Beauty  Part One

            I keep saying we've got to find another word for "beauty,"

            Dame Helen Mirren said as she waited for her cue backstage

            at a catwalk show in Paris. I think we should start calling it

            "character" instead of beauty, because that's really what it is.*

My saga of beauty was themed first by the nurses at my birth, then by my mother. Introducing their firstborn to my parents, the nurses called me "doll face." My mother repeated this story to me—making it my memory as well as hers. We both attached importance to it, although hers I now understand as mother-love and pride, while mine birthed a life lived with a core belief about the source of my worth.*

In fourth and fifth grades, prompted by my mother's asking about my interest in it, I entered a modeling competition sponsored by the Jordan Marsh department store in Boston, Massachusetts and became one of their child models for a year. My photos appeared in full-page color advertisements in the Sunday edition magazines of the two largest papers in Boston. When a fashion show on the nationally syndicated Arlene Francis television program was filmed in the store, I waited with my mother, watching the cameramen set up their cameras. I knew the announcer Hugh Downs from seeing him on television. He and Arlene Francis were smiling and chatting, as they waited too. But the more time that passed, rather than my enjoying the excitement of my opportunity, and the importance of representing Jordan Marsh, the more overwhelmed I became. I told my mother I couldn't model. Instead of helping me to remember the girl I'd been when answering questions on stage in the competition, or the girl talking freely about her activities with the host of the radio show, or the girl posing and smiling for seasonal ads for the newspaper photos—my mother called my dad. He dropped whatever he was doing and drove into Boston. As soon as I saw him, I was fine. This was a pattern that would continue. When I was upset and needed comforting, or when I misbehaved and needed correcting, my mother called my dad, and rather than personally developing my character and building my own inner reliance, my reliance on him developed and grew. The pattern continued to the extent that in my mid-teens I would be told, "You were a problem baby" and "a problem child," and later, before my wedding, my dad said, "You're your husband's problem now." Yet of both parents, he was the one who helped me the most.

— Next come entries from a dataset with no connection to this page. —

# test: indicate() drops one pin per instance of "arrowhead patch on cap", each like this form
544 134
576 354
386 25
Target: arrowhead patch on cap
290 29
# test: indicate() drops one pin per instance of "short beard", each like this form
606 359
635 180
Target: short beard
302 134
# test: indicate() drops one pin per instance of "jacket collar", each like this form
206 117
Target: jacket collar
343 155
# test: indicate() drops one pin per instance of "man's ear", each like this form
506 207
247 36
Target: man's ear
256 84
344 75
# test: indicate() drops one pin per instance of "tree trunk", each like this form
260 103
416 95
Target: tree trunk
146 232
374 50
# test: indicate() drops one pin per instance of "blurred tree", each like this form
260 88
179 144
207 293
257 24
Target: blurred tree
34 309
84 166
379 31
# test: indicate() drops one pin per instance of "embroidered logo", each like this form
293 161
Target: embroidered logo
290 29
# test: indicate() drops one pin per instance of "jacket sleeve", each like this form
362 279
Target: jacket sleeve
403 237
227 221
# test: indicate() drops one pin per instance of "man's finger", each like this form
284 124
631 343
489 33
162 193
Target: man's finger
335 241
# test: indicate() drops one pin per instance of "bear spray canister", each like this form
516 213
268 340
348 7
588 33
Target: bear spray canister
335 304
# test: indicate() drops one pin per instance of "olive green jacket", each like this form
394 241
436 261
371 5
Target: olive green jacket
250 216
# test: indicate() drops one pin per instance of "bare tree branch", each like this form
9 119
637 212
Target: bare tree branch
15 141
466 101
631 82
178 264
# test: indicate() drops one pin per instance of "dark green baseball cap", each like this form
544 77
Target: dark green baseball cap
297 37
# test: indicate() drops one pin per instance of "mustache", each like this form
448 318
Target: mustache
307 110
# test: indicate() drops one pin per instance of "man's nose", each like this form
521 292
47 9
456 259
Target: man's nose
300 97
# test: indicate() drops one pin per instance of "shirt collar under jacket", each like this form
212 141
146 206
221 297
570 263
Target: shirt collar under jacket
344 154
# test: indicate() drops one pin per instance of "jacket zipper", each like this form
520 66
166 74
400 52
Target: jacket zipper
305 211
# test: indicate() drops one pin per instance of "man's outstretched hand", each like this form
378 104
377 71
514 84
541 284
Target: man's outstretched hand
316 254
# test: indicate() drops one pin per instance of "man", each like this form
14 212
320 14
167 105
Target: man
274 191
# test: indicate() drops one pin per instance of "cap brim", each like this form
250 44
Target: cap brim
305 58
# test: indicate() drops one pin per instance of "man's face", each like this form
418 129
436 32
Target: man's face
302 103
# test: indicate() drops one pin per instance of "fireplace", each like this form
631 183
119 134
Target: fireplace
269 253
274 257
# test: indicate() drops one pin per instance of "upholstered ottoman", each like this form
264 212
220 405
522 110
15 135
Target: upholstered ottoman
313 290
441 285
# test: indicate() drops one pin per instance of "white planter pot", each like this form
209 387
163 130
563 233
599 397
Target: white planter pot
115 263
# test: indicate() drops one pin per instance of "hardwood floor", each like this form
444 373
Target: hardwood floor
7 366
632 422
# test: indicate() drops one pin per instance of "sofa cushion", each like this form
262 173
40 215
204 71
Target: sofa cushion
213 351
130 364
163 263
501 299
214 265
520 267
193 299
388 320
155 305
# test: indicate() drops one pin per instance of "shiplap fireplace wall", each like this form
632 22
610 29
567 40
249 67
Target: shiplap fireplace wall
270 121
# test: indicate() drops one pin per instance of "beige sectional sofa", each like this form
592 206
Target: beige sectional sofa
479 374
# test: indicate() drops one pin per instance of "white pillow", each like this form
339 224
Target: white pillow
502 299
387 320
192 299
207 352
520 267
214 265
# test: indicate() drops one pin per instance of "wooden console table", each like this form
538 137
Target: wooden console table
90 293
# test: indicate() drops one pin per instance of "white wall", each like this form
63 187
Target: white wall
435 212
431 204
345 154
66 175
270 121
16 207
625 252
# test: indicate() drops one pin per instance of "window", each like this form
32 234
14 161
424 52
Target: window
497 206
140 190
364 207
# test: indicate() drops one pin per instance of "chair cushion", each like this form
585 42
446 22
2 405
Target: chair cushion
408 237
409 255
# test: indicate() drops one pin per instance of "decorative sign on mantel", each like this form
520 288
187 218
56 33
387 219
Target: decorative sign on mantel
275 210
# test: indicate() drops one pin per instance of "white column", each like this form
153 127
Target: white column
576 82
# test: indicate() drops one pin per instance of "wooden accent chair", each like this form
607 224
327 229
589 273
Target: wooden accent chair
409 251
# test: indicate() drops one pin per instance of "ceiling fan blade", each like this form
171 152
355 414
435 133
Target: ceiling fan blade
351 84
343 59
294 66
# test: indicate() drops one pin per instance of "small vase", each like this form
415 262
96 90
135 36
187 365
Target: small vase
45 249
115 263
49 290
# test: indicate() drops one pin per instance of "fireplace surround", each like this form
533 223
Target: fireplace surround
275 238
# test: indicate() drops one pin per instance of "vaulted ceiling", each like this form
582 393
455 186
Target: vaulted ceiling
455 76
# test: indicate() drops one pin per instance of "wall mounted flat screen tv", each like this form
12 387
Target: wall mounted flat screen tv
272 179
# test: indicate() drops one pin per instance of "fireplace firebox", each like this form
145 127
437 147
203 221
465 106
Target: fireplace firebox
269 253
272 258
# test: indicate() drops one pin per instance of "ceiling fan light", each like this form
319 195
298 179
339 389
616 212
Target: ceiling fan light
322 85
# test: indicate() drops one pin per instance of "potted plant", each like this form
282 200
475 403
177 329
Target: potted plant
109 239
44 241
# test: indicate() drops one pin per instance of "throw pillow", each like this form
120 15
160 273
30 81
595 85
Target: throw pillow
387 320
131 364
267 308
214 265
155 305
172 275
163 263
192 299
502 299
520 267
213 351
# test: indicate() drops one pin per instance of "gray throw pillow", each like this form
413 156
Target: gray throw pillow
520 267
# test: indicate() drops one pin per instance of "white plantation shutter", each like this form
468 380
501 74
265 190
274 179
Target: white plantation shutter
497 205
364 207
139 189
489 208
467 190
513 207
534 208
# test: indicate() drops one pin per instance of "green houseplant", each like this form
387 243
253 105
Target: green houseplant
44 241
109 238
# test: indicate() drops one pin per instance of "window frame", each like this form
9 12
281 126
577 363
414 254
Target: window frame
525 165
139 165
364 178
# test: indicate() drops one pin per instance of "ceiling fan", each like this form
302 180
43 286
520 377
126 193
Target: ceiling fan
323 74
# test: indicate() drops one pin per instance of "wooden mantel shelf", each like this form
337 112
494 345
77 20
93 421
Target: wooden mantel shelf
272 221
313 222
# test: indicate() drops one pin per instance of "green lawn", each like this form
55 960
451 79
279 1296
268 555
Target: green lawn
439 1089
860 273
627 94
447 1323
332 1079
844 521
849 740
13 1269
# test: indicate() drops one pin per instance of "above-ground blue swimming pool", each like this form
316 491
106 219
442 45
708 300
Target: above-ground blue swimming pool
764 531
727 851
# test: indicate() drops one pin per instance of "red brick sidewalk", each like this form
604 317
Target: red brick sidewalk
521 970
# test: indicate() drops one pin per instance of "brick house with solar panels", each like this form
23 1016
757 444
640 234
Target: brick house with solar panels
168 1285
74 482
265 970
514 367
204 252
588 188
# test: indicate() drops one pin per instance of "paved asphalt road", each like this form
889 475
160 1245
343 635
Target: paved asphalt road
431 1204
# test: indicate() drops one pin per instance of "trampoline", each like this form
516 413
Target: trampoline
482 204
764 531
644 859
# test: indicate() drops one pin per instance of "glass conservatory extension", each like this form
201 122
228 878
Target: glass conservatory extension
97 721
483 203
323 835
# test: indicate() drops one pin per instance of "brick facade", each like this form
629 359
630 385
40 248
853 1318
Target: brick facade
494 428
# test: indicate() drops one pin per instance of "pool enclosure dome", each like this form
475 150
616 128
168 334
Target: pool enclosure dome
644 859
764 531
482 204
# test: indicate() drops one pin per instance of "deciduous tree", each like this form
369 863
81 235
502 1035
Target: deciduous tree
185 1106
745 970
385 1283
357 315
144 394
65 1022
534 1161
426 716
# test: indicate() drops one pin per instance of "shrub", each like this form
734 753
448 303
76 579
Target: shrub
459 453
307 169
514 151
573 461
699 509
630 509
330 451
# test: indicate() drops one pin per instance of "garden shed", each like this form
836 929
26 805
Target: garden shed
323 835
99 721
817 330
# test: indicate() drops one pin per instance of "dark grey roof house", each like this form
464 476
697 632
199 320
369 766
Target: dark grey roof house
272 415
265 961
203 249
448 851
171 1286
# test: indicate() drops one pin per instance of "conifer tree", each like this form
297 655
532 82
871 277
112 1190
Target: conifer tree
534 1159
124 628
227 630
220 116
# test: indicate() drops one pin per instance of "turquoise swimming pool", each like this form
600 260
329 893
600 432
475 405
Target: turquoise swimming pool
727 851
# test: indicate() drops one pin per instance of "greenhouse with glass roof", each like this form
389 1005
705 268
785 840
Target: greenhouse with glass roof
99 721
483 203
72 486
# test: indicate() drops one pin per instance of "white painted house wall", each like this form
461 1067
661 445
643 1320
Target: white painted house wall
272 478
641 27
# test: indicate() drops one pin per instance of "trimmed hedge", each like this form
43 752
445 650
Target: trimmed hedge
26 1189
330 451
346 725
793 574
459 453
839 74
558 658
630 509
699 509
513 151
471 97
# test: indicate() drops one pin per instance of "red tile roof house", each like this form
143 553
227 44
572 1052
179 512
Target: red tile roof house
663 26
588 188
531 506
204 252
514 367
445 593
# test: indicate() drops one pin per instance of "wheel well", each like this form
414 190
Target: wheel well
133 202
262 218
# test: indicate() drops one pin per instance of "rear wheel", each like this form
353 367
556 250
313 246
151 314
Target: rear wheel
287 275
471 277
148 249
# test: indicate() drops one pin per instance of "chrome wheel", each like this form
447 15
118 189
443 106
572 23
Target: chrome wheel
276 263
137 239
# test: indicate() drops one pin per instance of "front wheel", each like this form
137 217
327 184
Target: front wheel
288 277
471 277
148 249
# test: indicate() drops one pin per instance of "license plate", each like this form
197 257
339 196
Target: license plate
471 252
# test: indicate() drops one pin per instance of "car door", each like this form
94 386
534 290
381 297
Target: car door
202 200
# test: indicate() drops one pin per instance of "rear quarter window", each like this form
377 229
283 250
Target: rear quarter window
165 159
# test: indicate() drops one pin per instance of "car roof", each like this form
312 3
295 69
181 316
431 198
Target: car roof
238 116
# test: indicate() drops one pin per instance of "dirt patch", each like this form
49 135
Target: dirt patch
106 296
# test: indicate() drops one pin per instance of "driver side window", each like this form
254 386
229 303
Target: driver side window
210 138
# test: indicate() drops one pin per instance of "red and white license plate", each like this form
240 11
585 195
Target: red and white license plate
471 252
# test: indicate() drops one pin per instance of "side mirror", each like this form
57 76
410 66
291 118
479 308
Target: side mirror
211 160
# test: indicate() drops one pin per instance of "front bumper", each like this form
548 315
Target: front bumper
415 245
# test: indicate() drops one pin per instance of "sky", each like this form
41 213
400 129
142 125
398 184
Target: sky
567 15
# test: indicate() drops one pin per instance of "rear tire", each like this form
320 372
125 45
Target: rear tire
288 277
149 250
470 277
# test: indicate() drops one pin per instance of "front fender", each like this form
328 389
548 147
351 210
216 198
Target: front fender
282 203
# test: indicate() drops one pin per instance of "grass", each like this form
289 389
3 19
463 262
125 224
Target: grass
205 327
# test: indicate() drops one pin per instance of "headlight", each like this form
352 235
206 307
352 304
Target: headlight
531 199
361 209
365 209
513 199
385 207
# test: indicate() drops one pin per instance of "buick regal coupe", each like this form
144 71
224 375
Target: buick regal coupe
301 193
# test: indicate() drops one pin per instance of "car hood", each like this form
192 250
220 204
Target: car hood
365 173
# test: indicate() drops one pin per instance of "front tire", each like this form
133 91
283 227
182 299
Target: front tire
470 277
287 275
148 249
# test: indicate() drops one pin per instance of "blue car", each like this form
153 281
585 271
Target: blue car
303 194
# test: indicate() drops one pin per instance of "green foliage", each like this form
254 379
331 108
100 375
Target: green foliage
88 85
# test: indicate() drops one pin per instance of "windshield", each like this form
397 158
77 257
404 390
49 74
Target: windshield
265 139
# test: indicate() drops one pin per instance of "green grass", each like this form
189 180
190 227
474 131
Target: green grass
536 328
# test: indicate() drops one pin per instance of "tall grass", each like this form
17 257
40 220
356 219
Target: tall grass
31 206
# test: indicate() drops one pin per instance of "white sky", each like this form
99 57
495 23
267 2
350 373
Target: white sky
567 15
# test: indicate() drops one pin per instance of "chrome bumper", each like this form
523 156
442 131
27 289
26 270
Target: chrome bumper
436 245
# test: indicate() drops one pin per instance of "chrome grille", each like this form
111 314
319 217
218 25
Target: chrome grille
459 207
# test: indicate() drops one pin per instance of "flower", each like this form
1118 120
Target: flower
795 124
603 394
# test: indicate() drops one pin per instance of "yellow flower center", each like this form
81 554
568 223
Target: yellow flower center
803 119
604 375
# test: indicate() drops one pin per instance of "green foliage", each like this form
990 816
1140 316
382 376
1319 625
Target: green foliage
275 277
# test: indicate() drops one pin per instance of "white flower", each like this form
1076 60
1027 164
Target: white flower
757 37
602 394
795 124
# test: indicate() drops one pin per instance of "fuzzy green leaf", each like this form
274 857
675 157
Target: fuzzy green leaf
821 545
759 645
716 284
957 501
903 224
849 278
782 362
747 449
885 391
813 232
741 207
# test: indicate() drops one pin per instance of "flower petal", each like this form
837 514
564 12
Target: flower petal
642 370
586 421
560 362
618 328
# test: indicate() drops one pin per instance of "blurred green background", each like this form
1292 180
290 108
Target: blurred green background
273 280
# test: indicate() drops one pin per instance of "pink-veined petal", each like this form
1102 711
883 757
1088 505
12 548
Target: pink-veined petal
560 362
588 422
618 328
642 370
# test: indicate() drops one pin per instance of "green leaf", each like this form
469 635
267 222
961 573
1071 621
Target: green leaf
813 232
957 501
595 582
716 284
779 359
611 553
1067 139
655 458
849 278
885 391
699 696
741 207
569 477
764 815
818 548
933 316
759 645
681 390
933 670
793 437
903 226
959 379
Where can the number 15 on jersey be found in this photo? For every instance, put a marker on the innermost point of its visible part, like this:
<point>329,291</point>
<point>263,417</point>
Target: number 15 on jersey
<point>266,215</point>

By thirty-five, a precipitating time began that foreshadowed my eventual move to India, unknown, of course, at the time. I worried about what I would do for work if I had to—although I now know there was no need for worry. However at that time, my anxiety had kept building. "Suffering from fear, I wasn't helped by my mother who asked what was wrong, as I had a home and family, or my father who in frustration asked if I needed a kick in the ass, or by my being reminded of my accomplishments. I didn't know what was wrong with me."* My parents became exasperated. I responded to this loss of support, and unconsciously found another avenue of consolation that lasted several years, to be followed by years in my early forties of vacillating feelings.

By my late forties, I was pressed to develop an independent view of myself and also develop strength of character. From one experience, and its consequential turning, I welcomed my difficult undertaking, and then began my successful journey of discovery. Thirty years later, when I saw Dame Helen Mirren's comment, I knew exactly what she meant.

My realization is, "What we accomplish, seemingly in private, sparkles when we find the changes we've accomplished in print—spoken or written by an admired public personality."


*  https://edition.cnn.com/style/article/helen-mirren-beauty/?hpt=ob_blogfooterold

*  Until I was seventy-five, I had wrongly believed that I had been loved by my parents for my
   beauty and my school achievements. I wrote more about this in an earlier blog. See
   https://www.purelyprema.com/welcome/2019/4/17/2018-diving-deep?rq=Diving%20Deep

*  Prema Jasmine Camp, "Beginnings and Endings" in A Flower for God, in pre-publication.